Like you, I am white. You and I don’t have the lived experience of racism that Black people in America do (or indigenous people or other people of color). But we do have a relationship with racism.

Racism kills Black people, but white people are its source. It’s a problem of our making or perpetuation. This is so obvious that to deny it would be racist in the extreme.

We don’t act like racism is our problem, certainly not with the requisite urgency. You would think that being a source of death would motivate more action.

I’m sure many readers are thinking, “I’m not the source. I’m not racist. I’m not the problem.” I get it. These are thoughts I’ve had too.

They’re wrong. Hear me out.

To be white in America (and, yes, male, high income, able bodied) is to be the beneficiary of policy-driven privilege. By privilege, I mean power. Policy and institutions have been shaped over time to promote and codify white power. That power is evident in government, in finance, in industry, in education, in technology, in culture, in all things, everywhere. This is not to say an individual Black person cannot be powerful, nor is it to say that all white people are powerful. It is just to say that the vast majority of those holding the reins of power are white — disproportionate to our representation in the population. It has always been this way in America, and it remains so today.
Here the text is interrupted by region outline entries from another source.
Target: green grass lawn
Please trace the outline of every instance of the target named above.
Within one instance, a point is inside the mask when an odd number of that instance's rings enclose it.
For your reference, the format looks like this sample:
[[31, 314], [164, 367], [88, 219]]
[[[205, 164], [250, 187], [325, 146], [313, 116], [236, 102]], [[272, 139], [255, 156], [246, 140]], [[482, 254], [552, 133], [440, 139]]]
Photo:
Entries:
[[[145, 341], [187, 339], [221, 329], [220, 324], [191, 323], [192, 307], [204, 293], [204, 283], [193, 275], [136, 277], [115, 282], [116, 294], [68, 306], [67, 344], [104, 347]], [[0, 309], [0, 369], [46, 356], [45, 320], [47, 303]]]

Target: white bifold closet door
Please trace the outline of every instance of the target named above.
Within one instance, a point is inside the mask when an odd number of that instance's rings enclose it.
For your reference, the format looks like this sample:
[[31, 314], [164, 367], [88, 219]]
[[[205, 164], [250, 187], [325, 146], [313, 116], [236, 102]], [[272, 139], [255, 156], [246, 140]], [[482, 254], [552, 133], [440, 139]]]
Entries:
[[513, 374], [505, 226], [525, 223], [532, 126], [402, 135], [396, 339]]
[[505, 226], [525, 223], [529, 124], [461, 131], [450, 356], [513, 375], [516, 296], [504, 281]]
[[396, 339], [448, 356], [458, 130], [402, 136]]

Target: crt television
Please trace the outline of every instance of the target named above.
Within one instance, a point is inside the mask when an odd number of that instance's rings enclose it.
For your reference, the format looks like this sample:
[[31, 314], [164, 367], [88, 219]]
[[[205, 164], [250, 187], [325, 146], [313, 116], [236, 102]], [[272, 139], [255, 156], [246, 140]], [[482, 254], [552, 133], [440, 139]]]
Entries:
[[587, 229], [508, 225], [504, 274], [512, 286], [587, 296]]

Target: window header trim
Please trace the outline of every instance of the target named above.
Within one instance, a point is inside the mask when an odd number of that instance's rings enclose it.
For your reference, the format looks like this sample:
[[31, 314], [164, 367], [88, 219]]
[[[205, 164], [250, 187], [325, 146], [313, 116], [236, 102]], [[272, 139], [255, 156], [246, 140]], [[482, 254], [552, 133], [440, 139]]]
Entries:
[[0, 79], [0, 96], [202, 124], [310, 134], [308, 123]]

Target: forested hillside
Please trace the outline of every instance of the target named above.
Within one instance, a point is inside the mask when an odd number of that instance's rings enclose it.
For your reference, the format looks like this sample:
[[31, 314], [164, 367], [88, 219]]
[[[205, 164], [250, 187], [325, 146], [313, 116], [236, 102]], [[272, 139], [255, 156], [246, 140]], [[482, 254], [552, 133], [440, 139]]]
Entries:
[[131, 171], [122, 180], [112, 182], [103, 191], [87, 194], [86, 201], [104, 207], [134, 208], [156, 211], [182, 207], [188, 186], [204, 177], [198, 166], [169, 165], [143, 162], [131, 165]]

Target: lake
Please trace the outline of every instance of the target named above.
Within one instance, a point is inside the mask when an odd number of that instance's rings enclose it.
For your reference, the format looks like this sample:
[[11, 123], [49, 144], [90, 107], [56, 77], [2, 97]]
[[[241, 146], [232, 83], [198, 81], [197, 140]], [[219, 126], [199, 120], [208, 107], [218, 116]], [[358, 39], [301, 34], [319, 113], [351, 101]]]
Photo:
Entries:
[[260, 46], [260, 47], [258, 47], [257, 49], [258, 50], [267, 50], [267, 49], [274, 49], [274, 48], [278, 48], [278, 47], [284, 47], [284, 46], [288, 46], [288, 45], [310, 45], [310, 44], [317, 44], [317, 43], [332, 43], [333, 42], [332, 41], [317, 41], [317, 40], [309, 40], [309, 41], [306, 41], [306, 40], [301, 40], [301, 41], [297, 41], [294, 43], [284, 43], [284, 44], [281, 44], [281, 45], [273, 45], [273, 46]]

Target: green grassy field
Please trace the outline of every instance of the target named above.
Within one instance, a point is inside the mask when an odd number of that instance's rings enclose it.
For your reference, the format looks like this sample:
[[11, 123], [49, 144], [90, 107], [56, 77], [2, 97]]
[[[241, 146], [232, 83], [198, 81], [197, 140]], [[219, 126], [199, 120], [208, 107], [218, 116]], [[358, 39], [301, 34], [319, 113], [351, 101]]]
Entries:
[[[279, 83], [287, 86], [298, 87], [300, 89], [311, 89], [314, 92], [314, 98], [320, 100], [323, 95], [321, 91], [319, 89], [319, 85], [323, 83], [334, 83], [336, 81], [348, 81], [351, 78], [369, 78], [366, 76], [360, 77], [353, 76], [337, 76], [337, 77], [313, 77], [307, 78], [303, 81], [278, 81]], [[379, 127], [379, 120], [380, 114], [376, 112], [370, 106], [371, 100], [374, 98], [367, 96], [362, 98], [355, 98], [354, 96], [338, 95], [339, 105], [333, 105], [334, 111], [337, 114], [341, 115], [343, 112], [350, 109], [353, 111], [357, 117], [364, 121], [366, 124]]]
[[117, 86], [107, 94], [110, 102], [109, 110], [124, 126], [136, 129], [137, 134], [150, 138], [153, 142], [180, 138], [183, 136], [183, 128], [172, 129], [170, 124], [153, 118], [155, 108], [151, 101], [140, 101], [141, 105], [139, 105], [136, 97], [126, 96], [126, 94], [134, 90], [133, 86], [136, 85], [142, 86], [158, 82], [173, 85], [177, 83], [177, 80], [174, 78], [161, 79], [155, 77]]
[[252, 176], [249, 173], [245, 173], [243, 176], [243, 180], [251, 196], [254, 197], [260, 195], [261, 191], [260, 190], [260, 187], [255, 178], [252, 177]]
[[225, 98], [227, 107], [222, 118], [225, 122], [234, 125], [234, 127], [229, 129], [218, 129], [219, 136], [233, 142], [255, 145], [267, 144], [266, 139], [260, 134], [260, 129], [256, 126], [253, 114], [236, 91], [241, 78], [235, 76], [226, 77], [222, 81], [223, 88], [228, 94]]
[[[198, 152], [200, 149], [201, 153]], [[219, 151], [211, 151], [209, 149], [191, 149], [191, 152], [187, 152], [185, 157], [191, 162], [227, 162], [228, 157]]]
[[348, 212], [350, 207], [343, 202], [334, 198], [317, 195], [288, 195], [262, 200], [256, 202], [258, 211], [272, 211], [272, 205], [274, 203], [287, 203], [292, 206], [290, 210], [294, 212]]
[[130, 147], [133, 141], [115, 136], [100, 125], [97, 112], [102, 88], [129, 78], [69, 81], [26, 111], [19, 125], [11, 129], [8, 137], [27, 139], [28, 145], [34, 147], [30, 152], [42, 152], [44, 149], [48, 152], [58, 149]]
Power is the ability to influence and affect change, including to reduce or eliminate racism. Because we hold power (and, again, not just political power, but power in all things), white people are uniquely positioned to affect change. This is why racism is white people’s problem. Though Black people have worked and are working themselves to death trying to address it, it is our problem.

Now, suppose we tell ourselves that we are not racist, therefore we are not part of the problem. But are we therefore part of the solution? Let’s see how that’s going.

Has our belief that we are not racist spared the life of George Floyd?

Has our belief that we are not racist spared the life of Ahmaud Arbery?

Has our belief that we are not racist spared the life of Eric Garner? Of Travvon Martin? Of Breonna Taylor? Of Tamir Rice? (The list is very long.)

Has our belief that we are not racist closed the gap in mortality rates between Black and white Americans?

Has it allowed Black people to shop without suspicion? To obtain equivalent opportunities for education or jobs? To have the same access to and receive the same quality of health care as white people? To drive or walk the streets without harassment?

No. None of these things. Our belief that we are not racist is not enough. It has only allowed us to feel absolved our responsibility to address racism. It is what we tell ourselves to justify sitting on the sidelines as racism kills and oppresses Black people (and indigenous people and other people of color).

There are people in America who intentionally engage in racist behavior. It would be wonderful to change their hearts and minds. I believe, in time (generational time), the tide will turn. But my contention is that, in the shorter term, change will come another way. It will come from motivating white people who want to not be racist, who already believe they are not racist, to actually join in the work to eliminate racism, to be anti-racist.

There are many sources to learn how to be anti-racist. It’s white people’s responsibility to do some reading, to educate ourselves. Then, there is work to be done. Education is a beginning, not an end. We cannot be satisfied with a belief that just because we know what anti-racism is, that we are therefore anti-racist. We have to actually do some things, make some changes.

Ideas are out there. We need to work alongside Black people in implementing them. We need to listen and really hear what they are telling us about their experience in America, to what white people and American institutions and policies have done and are doing to them, to what we need to do to change. As Bryan Stevenson said,

We need people to vote, we need people to engage in policy reform and political reform, we need people to not tolerate the rhetoric of fear and anger that so many of our elected officials use to sustain power. We need the cultural environments in the workplace to shift.

There is work to do at all levels of government and in all sectors of the economy. There are behaviors that need to change and people to hold accountable, including in our own circle of friends, in our communities, even within our own families.

Who should do this work? We, white people who believe we are not and do not want to be racist, should do it. We should join Black people (and indigenous people and other people of color) already in the struggle. Feeling we’ve done enough just because we believe we are not racist is insufficient.

This is you and me. Not every white person is like us in this way, but there are a lot of us, and a lot of us who aren’t doing enough, myself included. What are we waiting for? Another Black person to die?